Went to an Italian restaurant in Downtown Palo Alto with a few coworkers for lunch today! I ordered Pizza San Daniele; I really like pizzas with arugula.

pizza san daniele

Prosciutto San Daniele 24mo, cremini mushrooms, mozzarella, arugula, shaved Parmigiano, and truffle oil. This pizza was ‘light’, with the absense of tomato sauce. It was also salty from the cheese and prosciutto, but the bitterness of the arugula countered the saltiness!

Prosciutto San Daniele is from San Daniele, as its name implies. San Daniele is located in the Friuli-Venezia Giulia region, in northeastern Italy. San Daniele is the name of the “prociutto crudo”, translated as “crude ham”.

The following is a bit of history about San Daniele prosciutto, from Consorzio del Prosciutto di San Daniele:

In the pre-Roman era, San Daniele del Friuli was an important Celtic settlement, thanks to its special position en route to Northeast Europe. The surrounding area contains the remains of various “castellieri”, the typical Celtic constructions used as watchtowers.

It was the ancients who experimented with the fact that reduced humidity, good aeration and the climate of the San Daniele hills enable optimum preservation of meat, thus inventing maturation. In subsequent eras, pigs were constantly present in the San Daniele region, and the practice of breeding developed in the area.

From patriarchal domain, San Daniele developed into a “free commune”. Documents handed down to Consorzio del Prosciutto di San Daniele show communal usages which regulate the areas of pastureland, prescribe the regulations allowing pigs to be left free within the city, and more. From that point on, pig breeding became an important economic source for the city of San Daniele.

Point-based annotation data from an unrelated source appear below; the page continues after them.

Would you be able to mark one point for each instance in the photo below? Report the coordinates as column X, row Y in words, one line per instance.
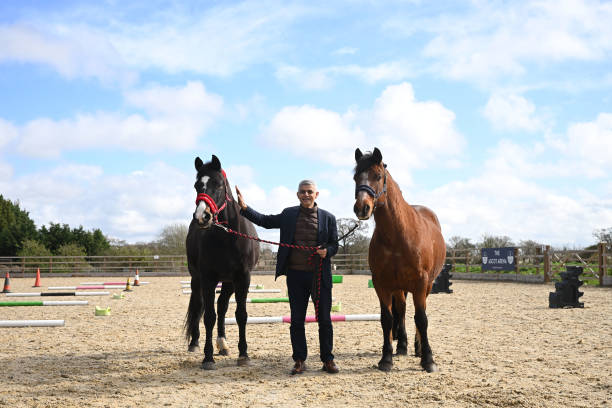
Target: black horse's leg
column 194, row 314
column 420, row 319
column 399, row 321
column 208, row 293
column 242, row 290
column 386, row 321
column 222, row 303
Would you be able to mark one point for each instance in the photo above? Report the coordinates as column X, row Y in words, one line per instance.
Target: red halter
column 211, row 203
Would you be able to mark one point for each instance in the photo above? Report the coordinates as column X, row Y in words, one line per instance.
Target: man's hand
column 240, row 199
column 322, row 252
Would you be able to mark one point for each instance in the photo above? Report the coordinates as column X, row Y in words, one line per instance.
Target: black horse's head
column 212, row 191
column 370, row 182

In more recent history, San Daniele became widespread and well-known as a typical product, and was referred to by this name from 1800. Dating back to the 30s is a note in which Gabriele D’Annunzio entreated a Brescian friend to obtain some for him. In the 20s the first ham factories were established: the domestic cellar was transformed into the centre of a true autonomous production activity. At the end of the 40s, the ham factory had become an industry, and from the 60s its development resulted in some of the production companies contributing to the formation of the national and international prosciutto crudo market.